After being integrated into the FCT national roadmap, the TERM Research Hub secured a financing of 10.8 million euros – 9.2 from the European Regional Development Fund (85%) and 1.6 from the Government -, a sum to which they joined the 1.2 million from the Guimarães City Council, according to the cooperation protocol between the municipality and the university, signed on May 15, 2018.

“Our idea is, in the coming years, to reach 240 or 250 researchers”

Regarding the amount made available to the project, the vice president of 3B’s explains that 50% is intended for the acquisition of scientific equipment, such as microscopes, 25% for the building – the base value of the public tender was 3.1 million euros -, and another 25% to the hiring of “highly qualified” researchers. “The hiring of these researchers has been taking place, but it will be increased. The prospect is to hire 40 more people at different levels. Our idea is, in the next few years, to reach 240 or 250 researchers, ”explains the researcher.

The 3B’s ranges, for now, between 170 and 200 researchers, depending on the projects in progress and the funding guaranteed. Thanks to FCT’s Stimulus for Scientific Employment, the entity has hired people for an uncertain term, be they researchers, laboratory assistants or technicians from the management team. This reinforcement is a step towards the end of the “precariousness in the investigation”, considers Miguel Oliveira, without however ensuring that the group based in Avepark will be free of the phenomenon in the short or medium term. “With this uncertainty, we cannot guarantee that, in the next three or four years, we will be able to do it, but we are working on it”, says the person in charge, one of the 10 career researchers at 3B’s.

Knowledge aquariums

One of the new ICG rooms will be dedicated to the investigation of marine resources and possible conversion to health, food and industry.

One could expect the most distinctive props in a laboratory coordinated by a doctorate in chemistry, whether the volumetric flasks, funnels or test tubes.
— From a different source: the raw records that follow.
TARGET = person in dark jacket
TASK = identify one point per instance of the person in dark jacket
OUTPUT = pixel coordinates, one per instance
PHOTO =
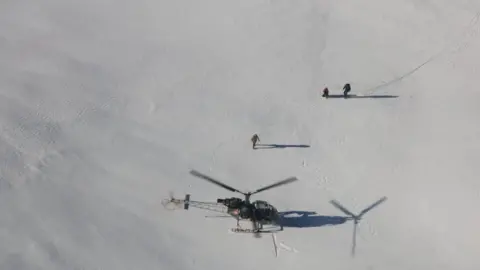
(255, 139)
(346, 90)
(325, 92)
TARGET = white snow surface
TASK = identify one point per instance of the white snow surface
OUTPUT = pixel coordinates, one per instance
(106, 105)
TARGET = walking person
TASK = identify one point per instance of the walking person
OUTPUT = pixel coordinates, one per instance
(255, 139)
(346, 90)
(325, 92)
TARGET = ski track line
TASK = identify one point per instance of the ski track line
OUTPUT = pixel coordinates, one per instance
(473, 22)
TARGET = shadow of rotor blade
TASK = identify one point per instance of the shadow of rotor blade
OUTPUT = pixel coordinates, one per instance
(375, 204)
(279, 183)
(211, 180)
(256, 234)
(341, 208)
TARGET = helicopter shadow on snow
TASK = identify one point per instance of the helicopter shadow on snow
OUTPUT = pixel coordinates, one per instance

This is not the case with Tiago Silva; in the future workspace of the researcher, a member of 3B’s since 2006, the stars will be aquariums. The room designed for the ICG will even have a display aquarium among the various working aquariums. “We want to have it to make it clear that we work with marine resources. We will have about a dozen species in the room ”, justifies Reflexo. Among these species, zebrafish stands out, an animal native to the rivers of South Asia that has something in common with humans: several of the genes that originate diseases, the knowledge of which may be useful for their treatment.

Responsible for 3B’s for research in marine biomaterials, Tiago Silva adds that, thanks to the improved facilities of the Term Research Hub, his team will more easily isolate compounds of interest in the marine organisms he works with, instead of entrusting this work to partner entities. . “We can check the cytotoxicity of the compounds or evaluate the first performance of the biomaterials we have developed”, he adds. Based on the information provided by the laboratory models, which is not always immediately replicable in humans, the team decides whether or not to proceed with further studies, he adds.

This work is the basis for partnerships with food companies, namely algae production – Algaplus, in Ílhavo, for example -, but also for collaborations with fish processing industries, with the aim of valuing by-products such as scales and the spines; this already happens with Soguima, a company from Vila Nova de Sande that contributed to the creation of shoes or accessories from fish skin.

The 3B’s research on marine resources also wants to strengthen ties with Galicia, namely with universities such as Vigo and Santiago de Compostela. Both the North of Portugal and Galicia have “strong research” on marine resources and by-products, but without translating into a strong business fabric in the area of ​​biotechnology, says Tiago Silva. “As with the rest of the Iberian Peninsula, the regions are not particularly strong in biotechnology companies, when compared to other European countries. Companies are fundamentally university spin-offs ”, he assumes.